Der Opa war Geheimrat am Dresdner Hof. Gleich am ersten Tag des Ersten Weltkriegs fiel er im Kampf. Baums Mutter war Russin und wurde in Moskau geboren; ihre Mutter war Polin und wurde in Lodz geboren;Im Revolutionsjahr 1917 floh Baums Familie aus Moskau, nachdem ihr in Charkow geborener Vater in Moskau ein erfolgreiches Textilgeschäft aufgebaut hatte.

Baums Mutter war Autorin. Als Baum 10 Jahre alt war, musste er dem Jungvolk beitreten, obwohl seine Mutter gehofft hatte, ihn von der Gruppe fernzuhalten. Baum musste im Volkssturm dienen, als er erst zwölf Jahre alt war. Nach der Bombardierung Dresdens in der Nacht vom 13. auf den 14. Februar 1945 wurde daraus nichts:

Seine Mutter floh mit ihren drei Kindern – dem zwölfjährigen Gerhart und seinen sechsjährigen Zwillingsgeschwistern – zunächst zum Tegernsee, wo er das Tegernseer Gymnasium besuchte und dort besuchte. Während seiner Zeit dort diente sein Ausbilder Adolf Grote als wichtiger politischer Mentor.Im Jahr 1950 siedelten sie in das Kölner Umland um. Der Vater starb, während er von den Sowjets gefangen gehalten wurde.

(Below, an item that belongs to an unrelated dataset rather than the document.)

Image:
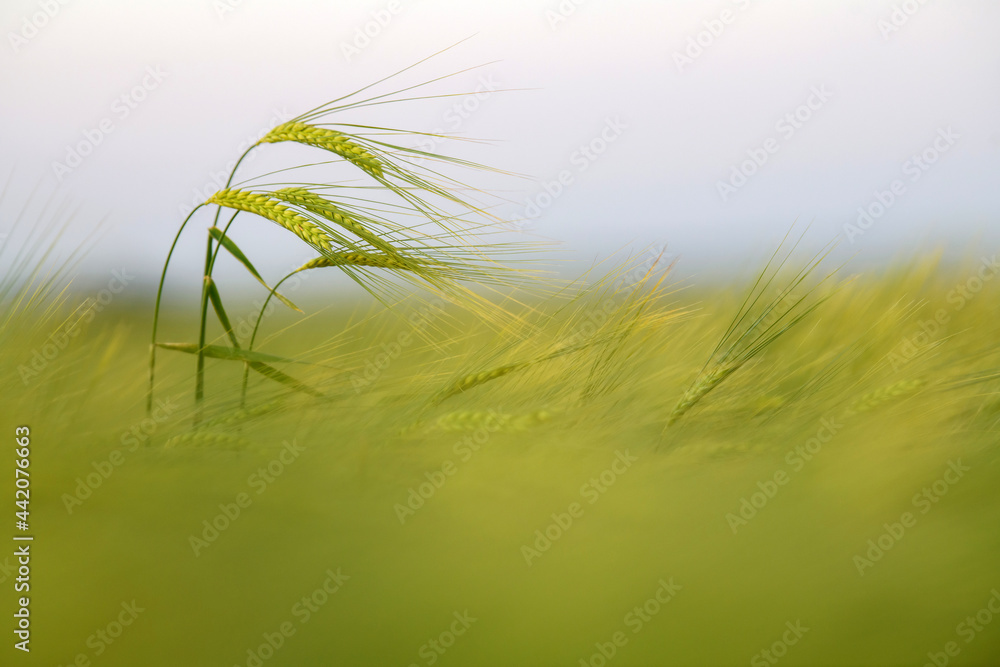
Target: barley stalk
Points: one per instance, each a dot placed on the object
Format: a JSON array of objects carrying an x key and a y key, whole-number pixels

Nach dem Abitur 1954 und dem Abitur studierte Baum Rechtswissenschaften an der Universität zu Köln. 1957 schloss er sein Studium mit dem Diplom ab und legte das erste Staatsexamen ab. 1961 legte er nach Abschluss des Referendariats erfolgreich das zweite Staatsexamen ab.

Von 1962 bis 1972 gehörte er dem Vorstand der Bundesvereinigung der Deutschen Arbeitgeberverbände (BDA) an. Seit 1994 praktiziert er wieder hauptberuflich als Rechtsanwalt. Baum trat 2007 in die Anwaltskanzlei Baum, Reiter & Collegen ein und ist dort seitdem als Senior Partner tätig. Das Unternehmen konzentriert sich auf die Bereitstellung von Sicherheit für Investoren, Verbraucher und ihre persönlichen Daten.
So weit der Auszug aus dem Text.